Cai Tianxi, Zheng Yingye
Department of Biostatistics, Harvarfad University, Boston, MA, USA.
Public Health Sciences Division, Fred Hutchinson Cancer Research Center, Seattle, WA, USA.
J Am Stat Assoc. 2013 Jan 1;108(504):1532-1544. doi: 10.1080/01621459.2013.856715.

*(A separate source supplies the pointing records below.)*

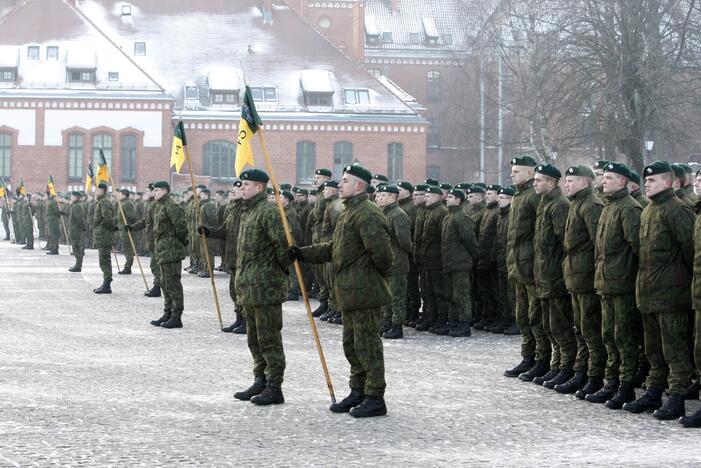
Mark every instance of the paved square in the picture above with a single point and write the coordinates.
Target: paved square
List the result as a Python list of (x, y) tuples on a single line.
[(85, 380)]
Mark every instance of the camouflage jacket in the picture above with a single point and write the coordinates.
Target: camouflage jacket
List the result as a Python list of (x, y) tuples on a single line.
[(103, 223), (360, 254), (617, 245), (548, 244), (261, 254), (519, 251), (666, 256), (580, 236), (459, 245)]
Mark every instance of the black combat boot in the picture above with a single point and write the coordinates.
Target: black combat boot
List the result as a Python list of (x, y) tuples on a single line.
[(323, 307), (255, 389), (625, 394), (575, 383), (174, 320), (538, 370), (155, 291), (563, 376), (605, 393), (272, 395), (394, 333), (105, 288), (594, 384), (672, 409), (647, 403), (164, 318), (355, 398), (521, 367), (370, 407)]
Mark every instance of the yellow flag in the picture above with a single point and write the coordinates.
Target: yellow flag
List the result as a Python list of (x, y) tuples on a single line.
[(177, 153)]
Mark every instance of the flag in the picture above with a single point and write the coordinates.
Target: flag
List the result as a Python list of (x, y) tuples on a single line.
[(89, 178), (177, 154), (51, 187), (103, 174), (248, 126)]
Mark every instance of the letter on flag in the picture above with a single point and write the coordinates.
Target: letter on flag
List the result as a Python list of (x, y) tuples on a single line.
[(177, 154), (248, 126)]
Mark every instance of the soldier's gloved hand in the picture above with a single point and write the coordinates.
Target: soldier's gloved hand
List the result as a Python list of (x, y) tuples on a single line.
[(295, 253)]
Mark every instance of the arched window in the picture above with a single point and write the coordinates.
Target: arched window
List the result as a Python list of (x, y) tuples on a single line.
[(76, 150), (128, 157), (395, 161), (219, 158), (342, 156), (306, 162)]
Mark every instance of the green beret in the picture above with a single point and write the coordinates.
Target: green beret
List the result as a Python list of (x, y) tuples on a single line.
[(388, 188), (524, 160), (508, 190), (255, 175), (457, 193), (358, 171), (620, 168), (580, 171)]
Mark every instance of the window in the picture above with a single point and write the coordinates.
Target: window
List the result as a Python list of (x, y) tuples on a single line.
[(306, 162), (33, 53), (128, 157), (433, 90), (140, 49), (5, 153), (395, 157), (104, 141), (219, 158), (75, 156), (342, 156)]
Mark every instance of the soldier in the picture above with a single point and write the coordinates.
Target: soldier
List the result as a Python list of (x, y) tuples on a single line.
[(104, 229), (663, 293), (616, 249), (170, 239), (77, 229), (394, 313), (459, 252), (361, 257), (535, 346), (262, 279)]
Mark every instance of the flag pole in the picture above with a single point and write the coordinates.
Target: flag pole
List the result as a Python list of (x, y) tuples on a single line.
[(298, 269), (204, 238)]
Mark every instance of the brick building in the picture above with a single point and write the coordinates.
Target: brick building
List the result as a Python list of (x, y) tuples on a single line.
[(83, 74)]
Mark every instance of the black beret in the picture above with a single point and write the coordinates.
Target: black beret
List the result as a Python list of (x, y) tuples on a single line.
[(358, 171), (524, 160), (619, 168), (255, 175), (580, 171), (548, 170)]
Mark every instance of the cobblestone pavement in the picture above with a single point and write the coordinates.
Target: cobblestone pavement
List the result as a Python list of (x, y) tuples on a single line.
[(85, 380)]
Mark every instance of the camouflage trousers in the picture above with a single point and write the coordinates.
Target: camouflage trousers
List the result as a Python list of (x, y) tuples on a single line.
[(171, 285), (396, 310), (620, 332), (362, 346), (459, 289), (104, 256), (667, 350), (263, 330), (591, 352), (529, 318)]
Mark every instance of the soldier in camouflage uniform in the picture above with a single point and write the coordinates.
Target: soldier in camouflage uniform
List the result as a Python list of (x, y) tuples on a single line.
[(361, 257), (663, 293)]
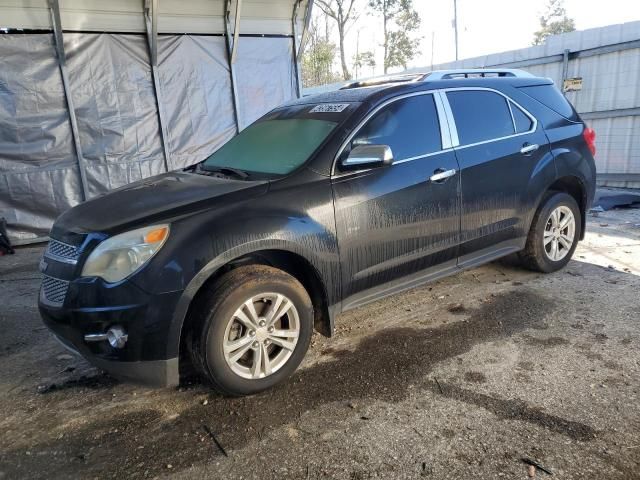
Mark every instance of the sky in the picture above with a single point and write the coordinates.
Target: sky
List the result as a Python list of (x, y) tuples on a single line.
[(484, 26)]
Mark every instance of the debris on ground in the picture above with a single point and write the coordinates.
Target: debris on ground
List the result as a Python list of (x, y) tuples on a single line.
[(533, 463), (608, 199), (215, 440), (456, 308)]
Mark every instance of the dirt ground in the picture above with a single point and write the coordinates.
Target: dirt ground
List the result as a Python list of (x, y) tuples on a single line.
[(463, 378)]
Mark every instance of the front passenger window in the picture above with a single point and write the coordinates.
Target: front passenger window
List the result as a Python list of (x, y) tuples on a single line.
[(409, 126)]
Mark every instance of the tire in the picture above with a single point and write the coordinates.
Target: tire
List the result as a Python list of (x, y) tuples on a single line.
[(539, 254), (222, 316)]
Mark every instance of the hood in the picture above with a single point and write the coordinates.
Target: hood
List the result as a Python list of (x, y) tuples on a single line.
[(154, 199)]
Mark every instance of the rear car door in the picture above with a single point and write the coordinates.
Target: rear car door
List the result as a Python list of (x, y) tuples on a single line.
[(395, 225), (499, 146)]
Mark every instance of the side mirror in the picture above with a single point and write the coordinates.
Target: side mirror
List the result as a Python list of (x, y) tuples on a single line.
[(368, 156)]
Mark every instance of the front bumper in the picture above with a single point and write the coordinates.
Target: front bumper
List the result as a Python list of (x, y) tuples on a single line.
[(93, 306), (153, 373)]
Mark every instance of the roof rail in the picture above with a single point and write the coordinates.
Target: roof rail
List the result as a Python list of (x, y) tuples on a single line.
[(438, 75), (476, 72), (399, 78)]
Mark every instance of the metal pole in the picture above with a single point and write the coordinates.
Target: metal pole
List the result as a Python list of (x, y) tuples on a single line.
[(151, 25), (232, 48), (305, 29), (54, 11), (294, 29), (565, 68), (455, 23)]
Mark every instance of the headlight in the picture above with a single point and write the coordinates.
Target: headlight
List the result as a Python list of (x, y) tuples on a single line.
[(118, 257)]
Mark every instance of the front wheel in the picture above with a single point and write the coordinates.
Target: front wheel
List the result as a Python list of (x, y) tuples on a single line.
[(251, 330), (555, 231)]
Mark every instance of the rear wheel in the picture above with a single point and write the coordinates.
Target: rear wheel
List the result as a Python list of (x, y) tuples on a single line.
[(251, 330), (554, 234)]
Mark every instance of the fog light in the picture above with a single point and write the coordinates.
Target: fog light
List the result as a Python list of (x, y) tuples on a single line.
[(117, 337)]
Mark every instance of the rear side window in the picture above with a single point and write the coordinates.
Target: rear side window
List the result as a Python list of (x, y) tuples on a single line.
[(551, 97), (523, 122), (480, 115), (409, 126)]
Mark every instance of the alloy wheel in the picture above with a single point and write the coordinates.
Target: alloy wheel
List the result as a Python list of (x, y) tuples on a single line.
[(261, 335), (559, 233)]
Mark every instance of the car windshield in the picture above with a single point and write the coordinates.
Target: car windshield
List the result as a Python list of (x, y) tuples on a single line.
[(278, 143)]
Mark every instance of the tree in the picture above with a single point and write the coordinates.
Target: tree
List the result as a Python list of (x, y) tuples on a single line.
[(399, 45), (364, 59), (554, 21), (318, 57), (341, 11)]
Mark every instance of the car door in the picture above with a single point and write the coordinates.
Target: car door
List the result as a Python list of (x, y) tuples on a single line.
[(500, 148), (398, 224)]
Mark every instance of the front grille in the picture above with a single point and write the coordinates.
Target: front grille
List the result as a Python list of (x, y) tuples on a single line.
[(54, 290), (61, 250)]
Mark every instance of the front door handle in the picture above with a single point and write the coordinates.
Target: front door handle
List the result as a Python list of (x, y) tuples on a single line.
[(529, 148), (440, 175)]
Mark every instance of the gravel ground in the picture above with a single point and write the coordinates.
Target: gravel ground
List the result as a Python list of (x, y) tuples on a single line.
[(462, 378)]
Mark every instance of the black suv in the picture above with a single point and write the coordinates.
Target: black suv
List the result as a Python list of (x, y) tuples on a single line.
[(324, 204)]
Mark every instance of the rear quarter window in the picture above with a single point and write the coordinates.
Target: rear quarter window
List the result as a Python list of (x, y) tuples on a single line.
[(551, 97)]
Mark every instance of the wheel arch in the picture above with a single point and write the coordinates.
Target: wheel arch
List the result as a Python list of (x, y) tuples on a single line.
[(278, 256), (575, 187)]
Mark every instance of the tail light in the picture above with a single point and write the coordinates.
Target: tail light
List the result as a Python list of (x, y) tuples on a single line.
[(589, 135)]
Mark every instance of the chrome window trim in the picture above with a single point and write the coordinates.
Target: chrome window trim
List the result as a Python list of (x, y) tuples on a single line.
[(454, 129), (442, 121), (513, 119)]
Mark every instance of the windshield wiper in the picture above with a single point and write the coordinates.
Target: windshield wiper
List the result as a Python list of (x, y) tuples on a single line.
[(225, 171)]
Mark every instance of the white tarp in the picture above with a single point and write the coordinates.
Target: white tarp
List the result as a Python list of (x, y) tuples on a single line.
[(115, 105)]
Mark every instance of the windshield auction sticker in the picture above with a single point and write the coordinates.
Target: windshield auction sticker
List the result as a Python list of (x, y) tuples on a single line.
[(329, 108)]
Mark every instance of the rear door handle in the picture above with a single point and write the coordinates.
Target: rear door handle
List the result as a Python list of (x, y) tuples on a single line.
[(529, 148), (441, 175)]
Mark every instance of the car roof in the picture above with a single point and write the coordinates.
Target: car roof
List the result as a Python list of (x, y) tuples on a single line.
[(373, 93)]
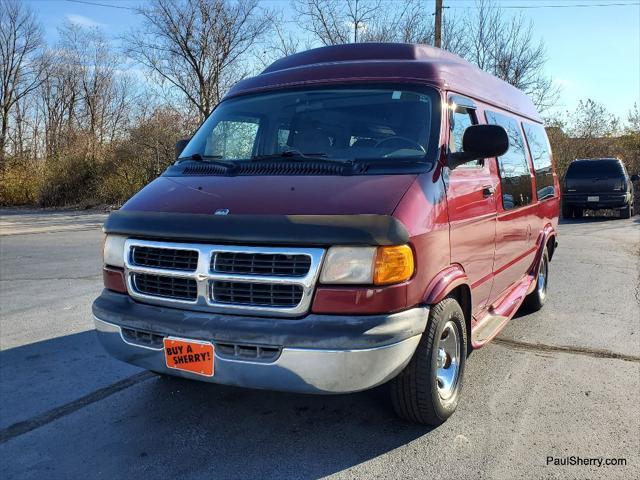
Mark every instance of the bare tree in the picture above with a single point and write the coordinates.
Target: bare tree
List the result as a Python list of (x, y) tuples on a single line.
[(198, 46), (21, 60), (334, 22), (505, 47)]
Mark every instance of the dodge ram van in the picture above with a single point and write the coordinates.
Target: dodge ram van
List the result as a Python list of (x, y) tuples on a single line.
[(353, 216)]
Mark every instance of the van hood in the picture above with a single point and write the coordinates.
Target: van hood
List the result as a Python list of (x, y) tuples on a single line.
[(274, 195)]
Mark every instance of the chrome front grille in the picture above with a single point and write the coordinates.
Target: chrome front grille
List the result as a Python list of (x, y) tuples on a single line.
[(168, 287), (166, 258), (261, 264), (263, 294), (223, 278)]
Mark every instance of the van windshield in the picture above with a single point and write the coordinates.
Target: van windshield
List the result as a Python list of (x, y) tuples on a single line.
[(377, 124)]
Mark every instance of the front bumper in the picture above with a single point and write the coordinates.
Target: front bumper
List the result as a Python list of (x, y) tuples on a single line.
[(316, 354)]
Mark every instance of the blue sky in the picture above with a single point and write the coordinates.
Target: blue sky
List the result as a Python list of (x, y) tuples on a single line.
[(592, 52)]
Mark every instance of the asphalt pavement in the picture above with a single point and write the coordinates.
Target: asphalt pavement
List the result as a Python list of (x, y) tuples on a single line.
[(563, 382)]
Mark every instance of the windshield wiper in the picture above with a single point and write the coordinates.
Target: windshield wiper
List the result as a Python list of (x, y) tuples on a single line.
[(215, 159), (298, 156)]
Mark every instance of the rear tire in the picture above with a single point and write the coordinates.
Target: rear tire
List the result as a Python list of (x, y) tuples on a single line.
[(428, 388), (536, 299), (626, 212)]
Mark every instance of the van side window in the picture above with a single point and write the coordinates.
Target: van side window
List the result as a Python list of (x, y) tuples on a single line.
[(515, 178), (541, 156), (461, 118)]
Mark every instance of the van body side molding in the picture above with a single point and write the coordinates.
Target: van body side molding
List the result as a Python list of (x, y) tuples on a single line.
[(320, 230)]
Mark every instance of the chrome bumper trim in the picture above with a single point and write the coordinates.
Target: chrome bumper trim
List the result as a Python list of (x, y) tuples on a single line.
[(302, 370)]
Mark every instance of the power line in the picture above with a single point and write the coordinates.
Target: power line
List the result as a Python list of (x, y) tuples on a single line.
[(103, 5), (574, 5)]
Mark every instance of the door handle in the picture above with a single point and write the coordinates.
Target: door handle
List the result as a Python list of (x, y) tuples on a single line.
[(488, 190)]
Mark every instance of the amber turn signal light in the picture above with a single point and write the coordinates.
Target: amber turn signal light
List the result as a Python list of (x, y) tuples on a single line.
[(393, 265)]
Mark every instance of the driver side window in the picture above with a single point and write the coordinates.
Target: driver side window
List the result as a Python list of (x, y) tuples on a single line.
[(461, 118)]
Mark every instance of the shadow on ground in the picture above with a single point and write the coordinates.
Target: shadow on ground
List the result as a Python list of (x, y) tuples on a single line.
[(165, 426)]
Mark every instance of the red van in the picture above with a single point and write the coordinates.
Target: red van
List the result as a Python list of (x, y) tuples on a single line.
[(352, 216)]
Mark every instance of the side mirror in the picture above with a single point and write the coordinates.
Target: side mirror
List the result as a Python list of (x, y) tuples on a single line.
[(480, 141), (180, 144)]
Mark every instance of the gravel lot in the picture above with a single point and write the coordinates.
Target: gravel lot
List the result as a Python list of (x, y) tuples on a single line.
[(558, 383)]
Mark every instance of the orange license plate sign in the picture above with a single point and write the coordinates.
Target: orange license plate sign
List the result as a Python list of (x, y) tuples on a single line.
[(189, 355)]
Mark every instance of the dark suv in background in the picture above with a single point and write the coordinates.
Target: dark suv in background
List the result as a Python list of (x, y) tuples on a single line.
[(597, 183)]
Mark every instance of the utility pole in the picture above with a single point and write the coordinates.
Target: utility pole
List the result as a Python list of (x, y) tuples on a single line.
[(437, 40)]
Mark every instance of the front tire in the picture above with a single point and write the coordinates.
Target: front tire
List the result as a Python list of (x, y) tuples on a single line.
[(427, 390), (626, 212)]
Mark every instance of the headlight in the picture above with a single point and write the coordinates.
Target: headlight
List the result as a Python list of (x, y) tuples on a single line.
[(349, 265), (113, 252), (367, 265)]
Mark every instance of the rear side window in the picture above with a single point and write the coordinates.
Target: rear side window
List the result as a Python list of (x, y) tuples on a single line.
[(515, 178), (541, 156), (606, 168)]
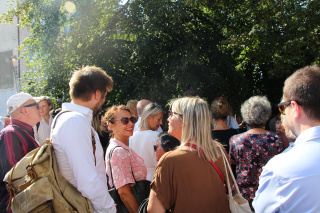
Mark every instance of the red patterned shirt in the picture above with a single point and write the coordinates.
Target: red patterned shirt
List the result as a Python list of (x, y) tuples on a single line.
[(16, 140)]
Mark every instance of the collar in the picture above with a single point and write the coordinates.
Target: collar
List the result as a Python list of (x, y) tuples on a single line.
[(310, 134), (119, 143), (88, 113), (22, 125)]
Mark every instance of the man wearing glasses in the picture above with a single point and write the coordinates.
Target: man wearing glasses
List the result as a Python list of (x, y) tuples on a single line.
[(80, 161), (17, 139), (290, 181)]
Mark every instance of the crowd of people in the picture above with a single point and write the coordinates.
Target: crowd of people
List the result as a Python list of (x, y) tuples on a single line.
[(183, 160)]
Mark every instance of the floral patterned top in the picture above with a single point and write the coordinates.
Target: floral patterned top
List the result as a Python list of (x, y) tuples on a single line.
[(250, 152), (124, 162)]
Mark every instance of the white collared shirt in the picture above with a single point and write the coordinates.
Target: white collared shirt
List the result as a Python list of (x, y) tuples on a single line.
[(43, 132), (72, 143), (290, 181)]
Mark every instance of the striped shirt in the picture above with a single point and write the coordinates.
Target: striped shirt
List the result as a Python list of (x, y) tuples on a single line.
[(16, 140)]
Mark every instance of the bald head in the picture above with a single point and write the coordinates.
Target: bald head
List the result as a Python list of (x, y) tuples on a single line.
[(141, 105)]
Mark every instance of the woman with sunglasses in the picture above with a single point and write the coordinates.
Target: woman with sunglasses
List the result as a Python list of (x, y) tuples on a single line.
[(144, 140), (126, 166), (185, 180), (251, 150)]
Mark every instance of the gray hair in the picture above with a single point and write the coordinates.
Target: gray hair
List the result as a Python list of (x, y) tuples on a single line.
[(151, 109), (256, 111)]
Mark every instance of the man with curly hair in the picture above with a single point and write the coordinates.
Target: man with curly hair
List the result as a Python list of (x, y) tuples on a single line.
[(290, 181)]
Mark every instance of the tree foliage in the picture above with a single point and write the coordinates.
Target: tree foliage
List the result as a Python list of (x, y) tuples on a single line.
[(159, 49)]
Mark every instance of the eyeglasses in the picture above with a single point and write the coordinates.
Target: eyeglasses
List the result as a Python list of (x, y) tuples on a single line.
[(171, 113), (282, 106), (34, 104), (125, 120)]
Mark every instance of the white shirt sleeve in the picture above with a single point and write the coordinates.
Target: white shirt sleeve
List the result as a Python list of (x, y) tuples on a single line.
[(233, 124), (75, 153)]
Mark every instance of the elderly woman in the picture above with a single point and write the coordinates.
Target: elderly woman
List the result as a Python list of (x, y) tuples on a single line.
[(165, 144), (125, 163), (143, 141), (220, 110), (185, 181), (251, 150)]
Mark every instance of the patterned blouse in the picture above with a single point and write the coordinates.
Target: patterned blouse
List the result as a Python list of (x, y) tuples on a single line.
[(124, 162), (250, 152)]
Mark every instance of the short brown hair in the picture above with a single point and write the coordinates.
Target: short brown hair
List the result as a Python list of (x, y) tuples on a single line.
[(87, 80), (111, 111), (303, 86)]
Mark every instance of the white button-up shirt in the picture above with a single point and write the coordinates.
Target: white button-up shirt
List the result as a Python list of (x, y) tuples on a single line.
[(72, 143), (137, 128), (290, 181)]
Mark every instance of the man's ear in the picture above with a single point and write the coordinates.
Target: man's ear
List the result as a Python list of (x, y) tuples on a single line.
[(97, 95), (296, 109)]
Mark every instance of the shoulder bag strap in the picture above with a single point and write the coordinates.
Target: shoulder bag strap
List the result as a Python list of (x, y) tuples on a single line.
[(212, 163), (92, 134), (109, 157)]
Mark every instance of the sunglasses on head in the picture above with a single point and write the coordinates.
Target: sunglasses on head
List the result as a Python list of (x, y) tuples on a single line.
[(282, 106), (125, 120), (34, 104)]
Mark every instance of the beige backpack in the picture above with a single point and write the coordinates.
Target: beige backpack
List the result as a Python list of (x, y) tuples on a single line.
[(35, 185)]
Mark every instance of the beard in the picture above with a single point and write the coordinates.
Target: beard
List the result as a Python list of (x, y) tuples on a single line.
[(96, 108)]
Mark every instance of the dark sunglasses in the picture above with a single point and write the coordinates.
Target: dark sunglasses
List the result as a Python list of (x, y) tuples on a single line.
[(282, 106), (171, 113), (34, 104), (125, 120)]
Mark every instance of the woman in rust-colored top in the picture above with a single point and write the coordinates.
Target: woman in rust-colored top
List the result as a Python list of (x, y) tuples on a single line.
[(185, 181)]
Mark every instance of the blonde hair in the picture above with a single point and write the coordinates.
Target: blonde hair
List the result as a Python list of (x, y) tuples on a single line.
[(132, 105), (196, 125), (151, 109), (87, 80)]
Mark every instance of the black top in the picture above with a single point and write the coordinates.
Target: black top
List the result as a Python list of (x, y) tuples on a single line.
[(223, 136)]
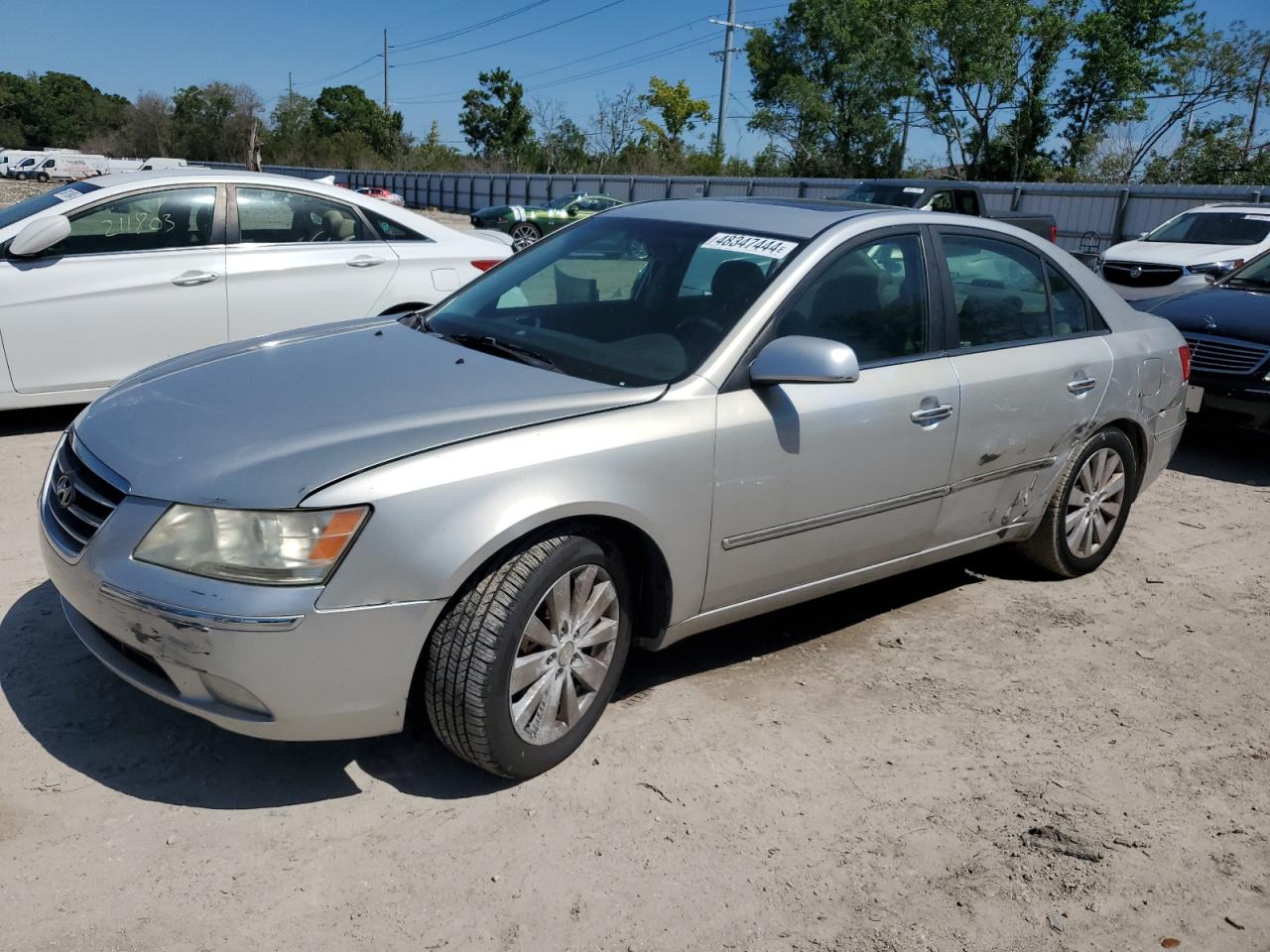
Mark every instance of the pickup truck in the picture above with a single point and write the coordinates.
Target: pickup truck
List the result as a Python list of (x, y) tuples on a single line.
[(940, 195)]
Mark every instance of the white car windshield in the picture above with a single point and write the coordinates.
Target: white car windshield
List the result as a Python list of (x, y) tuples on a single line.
[(1214, 229), (621, 301), (39, 203)]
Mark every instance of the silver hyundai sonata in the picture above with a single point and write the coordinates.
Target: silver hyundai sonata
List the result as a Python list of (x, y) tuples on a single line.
[(666, 417)]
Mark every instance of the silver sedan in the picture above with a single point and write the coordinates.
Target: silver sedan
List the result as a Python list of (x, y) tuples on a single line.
[(659, 420)]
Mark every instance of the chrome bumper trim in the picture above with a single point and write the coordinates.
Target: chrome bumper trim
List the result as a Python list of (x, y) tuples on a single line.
[(194, 619)]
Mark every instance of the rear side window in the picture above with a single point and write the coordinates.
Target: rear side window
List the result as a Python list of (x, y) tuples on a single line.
[(151, 221), (273, 216), (998, 291)]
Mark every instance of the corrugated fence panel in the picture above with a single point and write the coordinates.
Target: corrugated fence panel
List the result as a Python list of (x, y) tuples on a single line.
[(1089, 216)]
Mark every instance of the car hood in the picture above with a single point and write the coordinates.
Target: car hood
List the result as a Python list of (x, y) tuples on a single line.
[(264, 422), (1176, 253), (1218, 309)]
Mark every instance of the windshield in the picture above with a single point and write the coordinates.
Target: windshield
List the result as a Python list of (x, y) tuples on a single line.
[(621, 301), (1214, 229), (564, 200), (873, 193), (49, 199), (1254, 275)]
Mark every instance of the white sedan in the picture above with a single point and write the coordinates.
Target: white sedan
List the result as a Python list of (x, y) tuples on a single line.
[(100, 278)]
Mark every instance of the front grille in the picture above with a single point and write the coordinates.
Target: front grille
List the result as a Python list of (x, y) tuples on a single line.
[(1132, 275), (1224, 356), (77, 499)]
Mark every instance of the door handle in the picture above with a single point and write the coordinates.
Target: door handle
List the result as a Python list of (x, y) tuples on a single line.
[(190, 278), (1082, 385), (931, 414)]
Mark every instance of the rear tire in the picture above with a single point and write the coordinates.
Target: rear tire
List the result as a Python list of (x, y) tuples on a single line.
[(522, 665), (1084, 518)]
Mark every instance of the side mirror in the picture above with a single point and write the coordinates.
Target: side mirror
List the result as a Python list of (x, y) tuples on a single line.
[(797, 359), (40, 236)]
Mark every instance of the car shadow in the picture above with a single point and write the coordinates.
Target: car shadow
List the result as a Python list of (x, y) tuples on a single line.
[(103, 729), (1224, 453), (45, 419)]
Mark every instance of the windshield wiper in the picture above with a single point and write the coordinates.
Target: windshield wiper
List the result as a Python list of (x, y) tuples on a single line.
[(492, 344)]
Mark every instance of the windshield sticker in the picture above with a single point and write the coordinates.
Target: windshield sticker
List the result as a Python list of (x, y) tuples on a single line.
[(751, 245)]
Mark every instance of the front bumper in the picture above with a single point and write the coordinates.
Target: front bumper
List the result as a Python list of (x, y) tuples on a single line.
[(258, 660)]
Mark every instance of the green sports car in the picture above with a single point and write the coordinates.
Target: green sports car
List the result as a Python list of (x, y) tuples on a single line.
[(527, 223)]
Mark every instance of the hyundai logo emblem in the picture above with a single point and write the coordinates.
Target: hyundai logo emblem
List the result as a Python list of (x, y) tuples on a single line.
[(64, 490)]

The nested case-control (NCC) design have been widely adopted as a cost-effective solution in many large cohort studies for risk assessment with expensive markers, such as the emerging biologic and genetic markers. To analyze data from NCC studies, conditional logistic regression (Goldstein and Langholz, 1992; Borgan et al., 1995) and maximum likelihood (Scheike and Juul, 2004; Zeng et al., 2006) based methods have been proposed. However, most of these methods either cannot be easily extended beyond the Cox model (Cox, 1972) or require additional modeling assumptions. More generally applicable approaches based on inverse probability weighting (IPW) have been proposed as useful alternatives (Samuelsen, 1997; Chen, 2001; Samuelsen et al., 2007). However, due to the complex correlation structure induced by repeated finite risk set sampling, interval estimation for such IPW estimators remain challenging especially when the estimation involves non-smooth objective functions or when making simultaneous inferences about functions. Standard resampling procedures such as the bootstrap cannot accommodate the correlation and thus are not directly applicable. In this paper, we propose a resampling procedure that can provide valid estimates for the distribution of a broad class of IPW estimators. Simulation results suggest that the proposed procedures perform well in settings when analytical variance estimator is infeasible to derive or gives less optimal performance. The new procedures are illustrated with data from the Framingham Offspring Study to characterize individual level cardiovascular risks over time based on the Framingham risk score, C-reactive protein (CRP) and a genetic risk score.
巢式病例对照(NCC)设计已在许多大型队列研究中被广泛采用,作为一种经济高效的解决方案,用于使用昂贵标志物(如新兴的生物标志物和遗传标志物)进行风险评估。为了分析来自NCC研究的数据,已经提出了基于条件逻辑回归(Goldstein和Langholz,1992年;Borgan等人,1995年)和最大似然法(Scheike和Juul,2004年;Zeng等人,2006年)的方法。然而,这些方法中的大多数要么不容易扩展到Cox模型(Cox,1972年)之外,要么需要额外的建模假设。基于逆概率加权(IPW)的更普遍适用的方法已被提出作为有用的替代方法(Samuelsen,1997年;Chen,2001年;Samuelsen等人,2007年)。然而,由于重复有限风险集抽样引起的复杂相关结构,此类IPW估计量的区间估计仍然具有挑战性,特别是当估计涉及非光滑目标函数或对函数进行同时推断时。诸如自助法等标准重抽样程序无法适应这种相关性,因此不能直接应用。在本文中,我们提出了一种重抽样程序,该程序可以为一大类IPW估计量的分布提供有效估计。模拟结果表明,在分析方差估计量难以推导或性能欠佳的情况下,所提出的程序表现良好。通过弗雷明汉后代研究的数据说明了新程序,以基于弗雷明汉风险评分、C反应蛋白(CRP)和遗传风险评分来表征个体随时间的心血管风险水平。